U.S. companies increasingly adopt cheaper Chinese open-source AI models

By Sarah Mitchell ·
U.S. companies increasingly adopt cheaper Chinese open-source AI models

Cheaper Chinese open-source artificial intelligence models are moving deeper into Silicon Valley and corporate America, forcing a blunt question for U.S. executives and policymakers: is this just a cost-cutting phase, or evidence that China is setting the pace for the global AI stack? The shift accelerated after DeepSeek released V3 and R1 in January 2025, models that quickly drew attention for performance that appeared to challenge leading U.S. systems at a fraction of the cost.

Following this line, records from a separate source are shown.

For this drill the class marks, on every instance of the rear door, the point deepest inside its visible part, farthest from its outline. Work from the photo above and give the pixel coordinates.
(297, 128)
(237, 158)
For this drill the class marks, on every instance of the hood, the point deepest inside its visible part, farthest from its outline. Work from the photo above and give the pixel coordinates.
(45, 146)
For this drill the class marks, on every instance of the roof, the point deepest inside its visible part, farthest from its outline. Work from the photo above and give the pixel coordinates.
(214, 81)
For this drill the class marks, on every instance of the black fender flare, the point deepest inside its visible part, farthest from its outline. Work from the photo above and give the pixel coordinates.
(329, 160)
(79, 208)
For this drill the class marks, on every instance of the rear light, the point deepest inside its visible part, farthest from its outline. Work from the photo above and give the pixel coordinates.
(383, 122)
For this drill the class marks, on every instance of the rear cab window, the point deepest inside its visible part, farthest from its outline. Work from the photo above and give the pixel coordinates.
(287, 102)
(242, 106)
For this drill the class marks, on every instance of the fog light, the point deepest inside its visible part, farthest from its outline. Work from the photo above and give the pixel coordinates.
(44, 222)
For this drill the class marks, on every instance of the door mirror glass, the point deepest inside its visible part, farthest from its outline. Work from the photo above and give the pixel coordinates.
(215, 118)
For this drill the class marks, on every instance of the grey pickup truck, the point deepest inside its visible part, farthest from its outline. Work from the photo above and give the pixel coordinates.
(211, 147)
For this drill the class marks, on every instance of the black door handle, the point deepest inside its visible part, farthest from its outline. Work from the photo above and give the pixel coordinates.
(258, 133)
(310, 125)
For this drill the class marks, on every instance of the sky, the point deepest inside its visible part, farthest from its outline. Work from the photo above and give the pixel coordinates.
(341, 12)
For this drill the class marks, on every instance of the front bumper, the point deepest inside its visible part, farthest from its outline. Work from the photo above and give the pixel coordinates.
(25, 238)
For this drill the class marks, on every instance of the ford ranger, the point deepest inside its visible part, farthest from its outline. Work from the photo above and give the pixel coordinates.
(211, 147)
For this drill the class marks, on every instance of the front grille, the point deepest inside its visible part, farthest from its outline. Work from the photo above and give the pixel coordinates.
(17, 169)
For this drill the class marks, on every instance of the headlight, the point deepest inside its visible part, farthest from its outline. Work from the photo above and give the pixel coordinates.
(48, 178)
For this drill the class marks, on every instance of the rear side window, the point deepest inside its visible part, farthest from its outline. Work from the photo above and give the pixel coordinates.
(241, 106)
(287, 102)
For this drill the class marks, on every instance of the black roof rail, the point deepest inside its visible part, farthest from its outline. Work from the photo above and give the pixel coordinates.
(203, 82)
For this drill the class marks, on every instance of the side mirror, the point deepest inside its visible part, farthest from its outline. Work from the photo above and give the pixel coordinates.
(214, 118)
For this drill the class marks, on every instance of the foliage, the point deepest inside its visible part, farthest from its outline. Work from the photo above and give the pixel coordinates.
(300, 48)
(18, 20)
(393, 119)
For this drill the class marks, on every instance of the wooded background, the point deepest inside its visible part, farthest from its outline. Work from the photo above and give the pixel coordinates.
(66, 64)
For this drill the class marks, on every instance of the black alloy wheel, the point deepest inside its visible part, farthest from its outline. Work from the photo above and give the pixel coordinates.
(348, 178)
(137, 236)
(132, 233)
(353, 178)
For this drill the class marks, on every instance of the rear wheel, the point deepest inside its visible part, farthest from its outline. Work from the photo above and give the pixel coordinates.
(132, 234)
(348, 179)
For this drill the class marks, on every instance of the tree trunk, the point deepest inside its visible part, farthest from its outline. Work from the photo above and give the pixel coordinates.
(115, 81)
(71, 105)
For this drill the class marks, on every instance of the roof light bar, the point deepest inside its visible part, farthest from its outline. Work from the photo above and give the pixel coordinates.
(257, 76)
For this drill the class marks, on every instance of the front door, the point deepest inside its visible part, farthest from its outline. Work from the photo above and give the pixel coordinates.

The strategic stakes widened further in Stanford HAI’s 2026 AI Index, which said the U.S.-China frontier model gap had effectively closed. The report said that since early 2025, the two countries’ best models had repeatedly traded the lead, and that by March 2026 Anthropic’s top model was ahead by just 2.7%. Even so, the United States still produced more top-tier AI models and higher-impact patents, while China led in publication volume, citations, patent output and industrial robot installations.

The commercial momentum is easy to see in developer behavior. Andreessen Horowitz said that 80% of the open-source AI startups pitching the firm were building on Chinese models. The firm also said a joint a16z and OpenRouter study found open Chinese models accounted for as much as 30% of AI usage in some weeks in 2025. Alibaba’s Qwen family passed 700 million downloads on Hugging Face in January 2026, a sign that Chinese open-source systems have become part of the default toolkit for many builders, not a niche alternative.

AI-generated illustration
AI-generated illustration

The security backlash is building at the same time. Booz Allen released What’s In America’s Code? on June 5, 2026, after testing four Chinese frontier models and one American model. The firm said the Chinese models produced and obfuscated vulnerable code for U.S. software-development and security workflows, a finding likely to strengthen warnings in Washington that cheaper tools can carry hidden costs. DeepSeek’s own scale-up underscores the pressure: it was set to raise about 50 billion yuan, or $7.4 billion, in its first funding round, a sign that China’s AI sector is no longer improvising at the margins.

DeepSeek’s R1 release in January 2025, which briefly erased roughly $1 trillion from U.S. capital markets, marked the moment many in the industry stopped treating Chinese open-source AI as a sideshow. The contest is now about price, adoption and trust, and Washington is still trying to answer a competitor that is moving faster than expected.